Further on, in the Pavilion of Tradition, it has been Sopheap Pich who caught my eye: the striking contrast between his slow, analogic and traditional method of production (rolling and pressing a stick of bamboo colored with natural pigment on watercolour paper) and the graphic result of the work, a digital representation of sound. Brilliant.

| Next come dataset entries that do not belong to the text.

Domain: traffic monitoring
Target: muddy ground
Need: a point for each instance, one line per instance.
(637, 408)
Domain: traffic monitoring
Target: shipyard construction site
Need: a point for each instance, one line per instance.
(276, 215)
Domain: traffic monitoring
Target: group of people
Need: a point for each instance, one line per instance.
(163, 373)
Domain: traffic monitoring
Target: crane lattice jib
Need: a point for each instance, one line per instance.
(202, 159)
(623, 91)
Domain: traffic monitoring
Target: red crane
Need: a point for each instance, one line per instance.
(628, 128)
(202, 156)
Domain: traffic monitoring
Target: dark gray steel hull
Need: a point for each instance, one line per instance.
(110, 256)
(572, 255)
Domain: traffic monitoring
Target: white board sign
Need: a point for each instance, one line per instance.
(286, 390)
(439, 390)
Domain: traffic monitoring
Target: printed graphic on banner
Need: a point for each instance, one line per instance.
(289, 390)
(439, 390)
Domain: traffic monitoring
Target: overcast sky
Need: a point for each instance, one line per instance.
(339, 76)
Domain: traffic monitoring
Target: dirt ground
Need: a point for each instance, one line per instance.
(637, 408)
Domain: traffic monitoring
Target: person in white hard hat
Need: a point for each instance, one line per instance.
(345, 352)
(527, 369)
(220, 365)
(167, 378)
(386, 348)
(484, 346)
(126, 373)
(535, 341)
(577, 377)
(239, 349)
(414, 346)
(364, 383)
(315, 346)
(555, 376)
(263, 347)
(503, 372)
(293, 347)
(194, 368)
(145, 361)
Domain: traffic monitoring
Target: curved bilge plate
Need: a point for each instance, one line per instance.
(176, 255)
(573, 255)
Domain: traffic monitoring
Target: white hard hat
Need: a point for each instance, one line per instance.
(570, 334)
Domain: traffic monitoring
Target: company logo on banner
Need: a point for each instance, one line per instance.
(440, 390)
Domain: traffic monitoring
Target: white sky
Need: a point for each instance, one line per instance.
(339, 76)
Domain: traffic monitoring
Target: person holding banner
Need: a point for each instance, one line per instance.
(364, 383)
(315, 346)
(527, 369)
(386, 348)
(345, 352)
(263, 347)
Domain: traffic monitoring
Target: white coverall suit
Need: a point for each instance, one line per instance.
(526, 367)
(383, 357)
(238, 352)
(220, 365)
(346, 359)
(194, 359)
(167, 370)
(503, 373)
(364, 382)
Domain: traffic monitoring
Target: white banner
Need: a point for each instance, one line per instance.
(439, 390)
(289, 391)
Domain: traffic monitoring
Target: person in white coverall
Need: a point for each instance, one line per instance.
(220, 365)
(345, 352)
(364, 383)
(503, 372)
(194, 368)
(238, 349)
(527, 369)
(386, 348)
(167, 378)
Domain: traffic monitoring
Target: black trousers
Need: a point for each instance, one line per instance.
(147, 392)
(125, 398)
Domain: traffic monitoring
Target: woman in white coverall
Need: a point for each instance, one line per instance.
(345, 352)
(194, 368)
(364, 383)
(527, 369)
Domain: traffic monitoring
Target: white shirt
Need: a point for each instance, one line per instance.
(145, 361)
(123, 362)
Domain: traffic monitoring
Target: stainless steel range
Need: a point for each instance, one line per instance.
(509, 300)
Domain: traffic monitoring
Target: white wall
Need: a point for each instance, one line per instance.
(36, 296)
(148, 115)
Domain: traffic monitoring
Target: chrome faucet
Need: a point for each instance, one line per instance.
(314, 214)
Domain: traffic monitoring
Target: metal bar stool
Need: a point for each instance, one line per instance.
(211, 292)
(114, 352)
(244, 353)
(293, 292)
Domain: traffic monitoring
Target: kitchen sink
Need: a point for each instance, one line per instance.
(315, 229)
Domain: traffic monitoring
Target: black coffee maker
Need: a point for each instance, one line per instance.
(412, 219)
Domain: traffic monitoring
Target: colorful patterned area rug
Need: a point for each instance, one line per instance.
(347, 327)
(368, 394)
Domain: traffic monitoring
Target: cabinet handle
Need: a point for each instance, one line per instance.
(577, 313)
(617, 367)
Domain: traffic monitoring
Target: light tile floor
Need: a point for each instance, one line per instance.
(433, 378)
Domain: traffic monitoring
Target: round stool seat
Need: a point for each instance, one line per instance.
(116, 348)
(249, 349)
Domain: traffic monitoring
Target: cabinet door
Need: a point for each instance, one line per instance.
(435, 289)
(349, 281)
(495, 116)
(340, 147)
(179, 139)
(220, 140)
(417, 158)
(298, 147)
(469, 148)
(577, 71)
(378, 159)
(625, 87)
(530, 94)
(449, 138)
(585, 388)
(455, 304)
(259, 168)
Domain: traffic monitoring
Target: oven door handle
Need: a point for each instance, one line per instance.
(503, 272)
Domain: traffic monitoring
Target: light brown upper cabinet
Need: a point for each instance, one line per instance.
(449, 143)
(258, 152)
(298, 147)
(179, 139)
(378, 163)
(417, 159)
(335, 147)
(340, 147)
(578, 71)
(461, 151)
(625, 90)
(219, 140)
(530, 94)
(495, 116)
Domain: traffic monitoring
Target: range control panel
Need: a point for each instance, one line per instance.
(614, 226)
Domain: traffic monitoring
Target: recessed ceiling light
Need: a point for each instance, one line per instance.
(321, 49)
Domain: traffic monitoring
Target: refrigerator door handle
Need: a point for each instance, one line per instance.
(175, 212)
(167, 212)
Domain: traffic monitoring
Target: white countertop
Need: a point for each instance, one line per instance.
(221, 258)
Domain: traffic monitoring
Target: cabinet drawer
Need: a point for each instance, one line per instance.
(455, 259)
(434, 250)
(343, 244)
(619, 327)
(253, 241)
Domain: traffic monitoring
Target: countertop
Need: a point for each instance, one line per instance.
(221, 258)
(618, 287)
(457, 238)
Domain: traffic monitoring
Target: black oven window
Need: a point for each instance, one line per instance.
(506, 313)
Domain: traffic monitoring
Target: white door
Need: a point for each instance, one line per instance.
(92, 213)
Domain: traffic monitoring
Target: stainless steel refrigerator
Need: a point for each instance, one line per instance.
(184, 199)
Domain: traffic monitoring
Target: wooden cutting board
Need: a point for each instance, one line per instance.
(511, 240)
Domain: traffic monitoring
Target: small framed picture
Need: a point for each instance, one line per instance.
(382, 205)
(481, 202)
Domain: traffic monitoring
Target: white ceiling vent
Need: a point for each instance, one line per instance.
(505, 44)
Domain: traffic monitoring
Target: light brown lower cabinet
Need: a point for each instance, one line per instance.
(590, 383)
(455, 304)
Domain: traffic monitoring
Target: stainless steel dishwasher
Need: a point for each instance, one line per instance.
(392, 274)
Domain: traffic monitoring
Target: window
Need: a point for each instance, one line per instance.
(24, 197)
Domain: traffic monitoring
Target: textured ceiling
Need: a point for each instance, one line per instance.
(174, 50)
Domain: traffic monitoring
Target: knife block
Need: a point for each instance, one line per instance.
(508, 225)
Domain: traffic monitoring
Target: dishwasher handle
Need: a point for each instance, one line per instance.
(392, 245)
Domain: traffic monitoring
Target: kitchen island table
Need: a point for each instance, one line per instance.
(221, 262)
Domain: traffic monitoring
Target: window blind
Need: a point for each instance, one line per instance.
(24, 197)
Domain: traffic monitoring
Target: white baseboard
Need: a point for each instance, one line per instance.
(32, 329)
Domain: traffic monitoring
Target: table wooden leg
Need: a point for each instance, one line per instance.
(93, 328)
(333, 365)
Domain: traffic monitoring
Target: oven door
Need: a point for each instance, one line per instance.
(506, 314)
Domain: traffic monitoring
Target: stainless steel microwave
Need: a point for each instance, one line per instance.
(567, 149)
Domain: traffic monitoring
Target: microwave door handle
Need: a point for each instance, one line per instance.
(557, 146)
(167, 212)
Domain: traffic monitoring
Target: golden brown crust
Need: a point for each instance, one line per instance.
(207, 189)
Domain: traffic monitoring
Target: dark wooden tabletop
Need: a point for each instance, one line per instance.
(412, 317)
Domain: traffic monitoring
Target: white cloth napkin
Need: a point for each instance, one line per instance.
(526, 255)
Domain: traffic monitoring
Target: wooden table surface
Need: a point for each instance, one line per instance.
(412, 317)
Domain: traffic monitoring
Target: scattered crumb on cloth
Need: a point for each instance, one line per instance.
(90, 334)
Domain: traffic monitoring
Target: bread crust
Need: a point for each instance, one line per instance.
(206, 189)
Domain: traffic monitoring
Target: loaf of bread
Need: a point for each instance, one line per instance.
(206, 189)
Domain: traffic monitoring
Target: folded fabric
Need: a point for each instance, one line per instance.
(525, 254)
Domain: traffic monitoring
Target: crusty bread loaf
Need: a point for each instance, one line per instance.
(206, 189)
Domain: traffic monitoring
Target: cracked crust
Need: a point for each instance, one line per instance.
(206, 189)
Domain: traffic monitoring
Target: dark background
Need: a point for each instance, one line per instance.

I loved playing in the Pavilion of Time and Infinity with the works of Liu Jianhua and Alicja Kwade, because they complemented themselves so well, occupying the whole surface of the last space of the Arsenale in the darkness with the fluidity of porcelain of Jianhua crystallized in big golden drops forever mirrored and replicated by Kwade’s installation.  

From the Giardini, I only take a few impressions with me, and Taus Makhacheva’s Tightrope. Museums politics and their always intentional choices about what to display and when to do it, forgotten art in museums storages are the topic but it is a dance: in the artist’s video several artworks are moved from one peak to another on a rope, an action that can be only performed by those who can really dare to defeat real or metaphoric borders and dangers: tightrope walkers.

Iconographic references of almost all above mentioned works and a few more here and here. All pictures are mine, ça va sans dire.